Robot Turns from Graffiti to Growing Plants in Hydroponics Effort

“This project highlights how Georgia Tech’s commitment to interdisciplinary research has led to unexpected applications of seemingly unrelated technologies, and serves as a testament to the value of exploring diverse fields of study and collaboration in order to develop innovative solutions to real-world problems.”

Research

Researchers have applied technology they developed for robotic art research to a hydroponics robot. The team originally developed a cable-based robot designed to spray paint graffiti on large buildings. Because the cable robot technology scales well to large sizes, the same robot became an ideal fit for many agricultural applications.

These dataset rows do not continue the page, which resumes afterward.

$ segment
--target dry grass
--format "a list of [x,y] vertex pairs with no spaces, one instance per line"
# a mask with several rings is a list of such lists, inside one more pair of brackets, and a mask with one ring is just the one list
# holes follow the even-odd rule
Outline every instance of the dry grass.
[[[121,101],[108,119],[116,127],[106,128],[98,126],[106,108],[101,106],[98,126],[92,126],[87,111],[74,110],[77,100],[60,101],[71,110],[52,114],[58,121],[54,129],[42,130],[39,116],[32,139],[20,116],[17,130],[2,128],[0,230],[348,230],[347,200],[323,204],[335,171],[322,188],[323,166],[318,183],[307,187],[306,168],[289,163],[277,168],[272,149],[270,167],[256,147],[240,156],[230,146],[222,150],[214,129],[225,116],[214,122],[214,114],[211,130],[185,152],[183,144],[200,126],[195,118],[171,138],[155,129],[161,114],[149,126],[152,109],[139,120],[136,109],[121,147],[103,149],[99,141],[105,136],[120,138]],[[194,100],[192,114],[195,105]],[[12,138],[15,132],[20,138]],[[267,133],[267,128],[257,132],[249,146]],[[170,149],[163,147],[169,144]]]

Through a collaboration with the N.E.W. Center for Agriculture Technology at Georgia Tech, a robotic plant phenotyping robot was built, tested, and deployed in a hydroponic pilot farm on campus. The robot takes around 75 photos of each plant every day as the plant grows, then uses computer vision to construct 3D models of the plants which can be used to non-destructively estimate properties such as crop biomass and a photosynthetically active area for tracking, modeling, and predicting plant growth.

Why It Matters

  • Efficiency of resources in agriculture – using less water and fertilizer to produce more food – is becoming increasingly important.
  • Advancements in agricultural efficiency are driven by better understanding of plant growth and substrate dynamics.  There is a need to understand how plants grow to know how much to feed them.
  • This work addresses plant growth model accuracy, which is currently limited by the difficulty in collecting data that is both large-scale and detailed with genetic and environmental variations make data “noisy.”
  • By combining two existing robot architectures – cable robots and serial manipulators – large numbers of plants can be autonomously imaged at high quality from many angles.
  • In leveraging computer vision algorithms, plant images can be used to generate measurements that are accurate enough to be used in developing more advanced plant growth models.
A robot takes around 75 photos of each plant every day as the plant grows, then uses computer vision to construct 3D models of the plants to track and predict growth.